Tokyo has formally approved the purchase and deployment of Aegis Ashore systems to “fundamentally improve” Japan’s anti-missile capabilities against potential “surprise attacks,” local media reported after the Cabinet meeting.

The Japanese government plans to purchase two Lockheed Martin missile defense systems at the cost of at least 100 billion yen ($888 million) a unit, Defense Ministry officials noted, expressing hope that Aegis Ashore would become operational by 2023. The missile defense systems will be equipped with SM-3 Block 2A interceptors and will be administered by the Ground Self-Defense Force. However, according to Reuters sources, the infrastructure and launchers alone, without the missiles themselves, would cost Tokyo at least $2 billion.

“We need to fundamentally improve our ballistic missile defense abilities to protect our country at all times and in a sustainable manner,” the government said in a document endorsed by the Cabinet on Tuesday, agreeing that North Korea poses a “new level of threat” to Japan, Kyodo News reported.

Japan’s Defense Ministry is seeking a record-high 5.26 trillion yen ($48 billion) budget for the fiscal year beginning next April to add missile interceptors alongside other military equipment. Initially, the government was also considering the purchase of the US-built THAAD (Terminal High Altitude Area Defense) system before deciding on Aegis Ashore.

“We believe this new system will significantly boost our abilities to deal with surprise attacks and saturation attacks,” a ministry official told Kyodo.

To expedite the introduction of Aegis Ashore, the ministry is also seeking 730 million yen ($6.4 million) in next fiscal year’s budget to cover design costs and research fees to scout two sites in the Akita and Yamaguchi Prefectures as potential locations to deploy two land-based systems. Furthermore, Tokyo will also allocate 2.1 billion yen ($18 million) from the supplementary budget for the current financial year, ending March 31, 2018, to speed up the deployment of the US-built hardware.

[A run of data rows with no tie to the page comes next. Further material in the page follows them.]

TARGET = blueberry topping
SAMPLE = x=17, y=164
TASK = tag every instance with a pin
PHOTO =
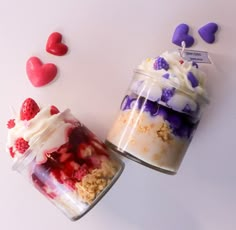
x=167, y=94
x=193, y=80
x=166, y=75
x=161, y=63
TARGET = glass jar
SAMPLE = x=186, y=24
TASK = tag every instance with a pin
x=156, y=123
x=73, y=176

The deployment of additional missile defense capabilities would unlikely be welcomed by the big regional players, China and Russia. Last month, Russian Foreign Minister Sergey Lavrov expressed concern that the US missile defense systems are encircling Russia, stressing that Moscow cannot accept “attempts to pump armaments and military equipment into the [Asian] region, and to militarize it citing the North Korean nuclear threat.”

Currently, Japan runs a two-tier system to protect its airspace from hostile projectiles. The system relies on the ship-based Aegis SM-3 interceptors to target missiles in space and land-based PAC-3 batteries to intercept rockets flying closer to the ground. With the deployment of Aegis Ashore, Japan hopes to entirely protect its territory from any rogue missiles.

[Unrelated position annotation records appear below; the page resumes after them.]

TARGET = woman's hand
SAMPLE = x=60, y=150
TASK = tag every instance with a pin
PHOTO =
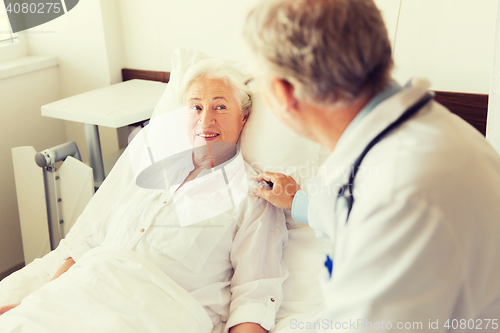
x=283, y=191
x=6, y=308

However, so far Tokyo has not used any of its existing arsenals to shoot down any North Korean missiles that have repeatedly been fired in the vicinity of Japan. On November 28, North Korea launched the Hwasong-15 ballistic missile. The projectile flew some 1,000 kilometers eastward, according to the Pentagon, before falling in the Sea of Japan without causing any damage. This was the first missile launch by North Korea in over two months. On September 15, Pyongyang tested the Hwasong-12 missile which flew over Hokkaido, Japan’s second largest island. Earlier on August 29, a Hwasong-12 ballistic missile also passed over Hokkaido airspace.